O navio, construído pela empresa ainda hoje presente em Belfast, a Harland and Wolff foi propriedade da companhia White Star Line e prometia ser o navio mais luxuoso e seguro do mundo. Diziam até ser inafundável. 
Partiu de Southampton a 10 de Abril de 1912 e acabaria por se afundar, contra todas as previsões, dia 15 de Abril depois de embater com o casco num iceberg. Seguiam mcerca de 1500 pessoas a bordo e é considerado um dos maiores desastres marítimos de sempre, já que grande parte delas ainda se encontrava no barco quando este se afundou.
Depois de ter chegado ao cinema, com Leonardo DiCaprio e Kate Winslet  nos idos anos 90, dificilmente alguém não conhece esta história.
O museu de Belfast conta toda a história da construção do navio de forma interactiva, numa infraestrutura super moderna que nasceu mesmo ao lado das docas. Não conhecemos o museu por dentro, mas visitamos a zona, vimos o estaleiro que ainda funciona da H&W, a doca seca onde o Titanic foi construída e o próprio edifício do museu, que parece um navio e que já rende muitas fotografias.
"Titanic: Built by Irishmen, sunk by an Englishman" não é simpático para o capitão Edward Smith, mas pode ser uma maneira de conquistarem os irlandeses :)


14:44 / by / 2 Comments

2 comentários:

asminhasquixotadas disse...

Se calhar com isto do Brexit, a frase "Titanic: Built by Irishmen, sunk by an Englishman” até chega a dar jeito para separar bem as águas.
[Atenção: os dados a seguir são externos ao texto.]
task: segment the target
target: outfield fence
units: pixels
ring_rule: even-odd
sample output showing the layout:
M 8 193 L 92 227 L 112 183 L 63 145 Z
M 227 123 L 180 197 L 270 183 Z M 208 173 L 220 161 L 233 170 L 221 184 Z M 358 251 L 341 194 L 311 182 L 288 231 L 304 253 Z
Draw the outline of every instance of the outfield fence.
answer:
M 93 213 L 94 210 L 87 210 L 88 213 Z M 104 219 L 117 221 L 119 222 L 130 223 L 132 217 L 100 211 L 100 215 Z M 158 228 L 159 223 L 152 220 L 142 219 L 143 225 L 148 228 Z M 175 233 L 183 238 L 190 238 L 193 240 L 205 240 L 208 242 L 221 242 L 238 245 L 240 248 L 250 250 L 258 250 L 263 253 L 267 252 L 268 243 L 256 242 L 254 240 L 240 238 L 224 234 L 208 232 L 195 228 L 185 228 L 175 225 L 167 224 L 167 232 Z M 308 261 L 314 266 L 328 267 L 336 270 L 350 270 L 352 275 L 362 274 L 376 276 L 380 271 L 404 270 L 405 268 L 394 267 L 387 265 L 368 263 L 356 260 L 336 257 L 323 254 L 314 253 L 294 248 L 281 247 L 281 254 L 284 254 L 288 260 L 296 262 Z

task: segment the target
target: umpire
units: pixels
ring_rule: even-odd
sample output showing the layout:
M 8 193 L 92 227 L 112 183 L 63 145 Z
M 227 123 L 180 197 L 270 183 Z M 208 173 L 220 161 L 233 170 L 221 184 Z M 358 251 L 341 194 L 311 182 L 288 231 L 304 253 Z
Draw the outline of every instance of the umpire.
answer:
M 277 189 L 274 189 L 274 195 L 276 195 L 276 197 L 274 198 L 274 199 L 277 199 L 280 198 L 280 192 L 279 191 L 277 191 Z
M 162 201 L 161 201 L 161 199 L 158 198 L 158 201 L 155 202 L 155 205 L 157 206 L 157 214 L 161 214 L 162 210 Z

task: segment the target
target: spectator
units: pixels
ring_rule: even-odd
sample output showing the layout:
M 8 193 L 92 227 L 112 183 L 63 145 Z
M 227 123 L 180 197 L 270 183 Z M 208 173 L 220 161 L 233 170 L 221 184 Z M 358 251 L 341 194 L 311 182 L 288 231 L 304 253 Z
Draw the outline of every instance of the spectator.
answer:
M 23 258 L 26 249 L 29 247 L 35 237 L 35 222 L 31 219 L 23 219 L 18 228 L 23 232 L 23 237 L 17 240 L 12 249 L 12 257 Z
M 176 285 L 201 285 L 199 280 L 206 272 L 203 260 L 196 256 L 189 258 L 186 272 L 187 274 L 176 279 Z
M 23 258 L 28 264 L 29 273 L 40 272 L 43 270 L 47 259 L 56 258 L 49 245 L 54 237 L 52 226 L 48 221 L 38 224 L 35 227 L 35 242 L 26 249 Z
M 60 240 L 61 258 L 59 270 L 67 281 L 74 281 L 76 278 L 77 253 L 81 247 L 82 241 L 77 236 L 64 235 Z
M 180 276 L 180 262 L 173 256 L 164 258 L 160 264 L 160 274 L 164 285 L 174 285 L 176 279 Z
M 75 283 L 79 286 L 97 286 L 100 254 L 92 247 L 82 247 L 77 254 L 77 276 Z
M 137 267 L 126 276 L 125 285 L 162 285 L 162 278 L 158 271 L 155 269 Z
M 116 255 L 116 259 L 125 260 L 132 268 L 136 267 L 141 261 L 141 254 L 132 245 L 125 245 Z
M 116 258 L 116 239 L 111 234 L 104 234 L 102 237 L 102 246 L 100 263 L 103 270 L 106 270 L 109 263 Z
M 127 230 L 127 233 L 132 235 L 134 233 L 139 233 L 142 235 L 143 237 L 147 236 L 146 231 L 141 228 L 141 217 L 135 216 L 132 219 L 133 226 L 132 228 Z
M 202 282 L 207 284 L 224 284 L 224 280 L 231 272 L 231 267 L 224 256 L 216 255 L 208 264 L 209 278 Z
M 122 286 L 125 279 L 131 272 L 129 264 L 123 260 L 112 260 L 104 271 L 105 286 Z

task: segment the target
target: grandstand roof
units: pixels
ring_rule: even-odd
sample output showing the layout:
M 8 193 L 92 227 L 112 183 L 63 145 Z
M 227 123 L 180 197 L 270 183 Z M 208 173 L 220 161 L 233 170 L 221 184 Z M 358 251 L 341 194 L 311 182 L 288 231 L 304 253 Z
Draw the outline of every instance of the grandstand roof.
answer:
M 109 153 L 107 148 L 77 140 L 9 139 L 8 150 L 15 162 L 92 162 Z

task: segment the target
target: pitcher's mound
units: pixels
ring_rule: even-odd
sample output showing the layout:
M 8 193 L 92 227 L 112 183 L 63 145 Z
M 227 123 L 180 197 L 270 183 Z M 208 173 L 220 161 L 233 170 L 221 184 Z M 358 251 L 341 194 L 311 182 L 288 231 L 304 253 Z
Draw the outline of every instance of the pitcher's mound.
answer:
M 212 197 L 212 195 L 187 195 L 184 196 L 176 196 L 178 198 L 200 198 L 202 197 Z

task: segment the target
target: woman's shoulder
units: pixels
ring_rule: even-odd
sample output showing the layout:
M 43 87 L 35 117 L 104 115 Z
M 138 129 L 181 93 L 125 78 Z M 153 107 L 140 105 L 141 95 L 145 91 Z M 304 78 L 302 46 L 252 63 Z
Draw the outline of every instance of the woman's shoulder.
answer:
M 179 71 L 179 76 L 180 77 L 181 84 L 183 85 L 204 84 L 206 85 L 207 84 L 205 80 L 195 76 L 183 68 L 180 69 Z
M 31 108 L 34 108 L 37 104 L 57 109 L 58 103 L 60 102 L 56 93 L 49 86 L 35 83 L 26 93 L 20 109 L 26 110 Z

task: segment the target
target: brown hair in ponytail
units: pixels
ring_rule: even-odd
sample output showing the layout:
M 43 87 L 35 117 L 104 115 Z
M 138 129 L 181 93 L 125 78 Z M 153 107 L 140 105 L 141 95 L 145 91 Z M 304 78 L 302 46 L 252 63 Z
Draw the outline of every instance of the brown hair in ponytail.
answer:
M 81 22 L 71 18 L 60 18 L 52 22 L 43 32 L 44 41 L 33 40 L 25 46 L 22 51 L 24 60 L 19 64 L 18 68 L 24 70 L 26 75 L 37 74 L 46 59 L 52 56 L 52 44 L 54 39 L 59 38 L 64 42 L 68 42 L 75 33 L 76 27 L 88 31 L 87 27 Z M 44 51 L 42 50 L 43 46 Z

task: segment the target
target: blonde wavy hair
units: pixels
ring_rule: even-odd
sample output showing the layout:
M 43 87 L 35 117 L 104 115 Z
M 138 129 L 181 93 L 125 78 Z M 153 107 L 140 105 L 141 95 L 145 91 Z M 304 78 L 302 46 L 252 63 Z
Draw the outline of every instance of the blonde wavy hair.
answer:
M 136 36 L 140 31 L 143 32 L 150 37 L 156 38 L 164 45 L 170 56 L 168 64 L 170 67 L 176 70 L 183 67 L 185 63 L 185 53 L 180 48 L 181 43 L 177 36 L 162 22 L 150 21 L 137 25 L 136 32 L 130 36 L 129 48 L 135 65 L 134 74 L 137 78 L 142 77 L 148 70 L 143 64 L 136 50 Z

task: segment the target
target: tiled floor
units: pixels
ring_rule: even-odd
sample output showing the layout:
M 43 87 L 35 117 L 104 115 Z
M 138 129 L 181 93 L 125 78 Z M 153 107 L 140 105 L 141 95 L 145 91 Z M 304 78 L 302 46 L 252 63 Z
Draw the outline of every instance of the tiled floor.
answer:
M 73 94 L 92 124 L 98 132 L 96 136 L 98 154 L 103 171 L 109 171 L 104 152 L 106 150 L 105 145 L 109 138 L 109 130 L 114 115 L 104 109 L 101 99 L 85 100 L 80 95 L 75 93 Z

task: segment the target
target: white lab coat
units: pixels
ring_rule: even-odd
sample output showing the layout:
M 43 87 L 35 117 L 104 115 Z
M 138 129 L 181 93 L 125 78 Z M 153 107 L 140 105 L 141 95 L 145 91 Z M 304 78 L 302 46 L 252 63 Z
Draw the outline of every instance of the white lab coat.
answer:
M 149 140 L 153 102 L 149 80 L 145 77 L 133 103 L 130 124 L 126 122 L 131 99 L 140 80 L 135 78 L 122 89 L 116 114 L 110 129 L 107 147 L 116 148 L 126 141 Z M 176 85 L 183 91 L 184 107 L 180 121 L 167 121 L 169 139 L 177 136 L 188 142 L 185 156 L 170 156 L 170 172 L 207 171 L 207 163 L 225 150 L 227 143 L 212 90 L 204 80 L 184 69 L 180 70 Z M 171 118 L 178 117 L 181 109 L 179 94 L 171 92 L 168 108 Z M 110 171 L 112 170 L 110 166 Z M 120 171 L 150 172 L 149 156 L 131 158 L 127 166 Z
Sempre entre Viagens disse...

Nós é que só em momentos destes é que reparamos nas diferenças, mas eles sentem-se diferentes desde sempre. Eu sou totalmente pró-europeista, acho que o nosso futuro comum só faz sentido se estivermos cada vez mais próximos e unidos numa espécie de federalismo, mas ao mesmo tempo acho que os movimentos independentistas fazem sentido (sem violência, claro!), enquanto caminhamos para a globalização geral os povos têm necessidade de assumir as suas características únicas e unir-se ainda mais aos seus iguais. Política e economicamente temos que nos unir, mas culturalmente deveríamos valorizar sempre as comunidades por mais pequenas que sejam. A nossa riqueza, que nos faz ser mais fortes juntos, é a diversidade individual.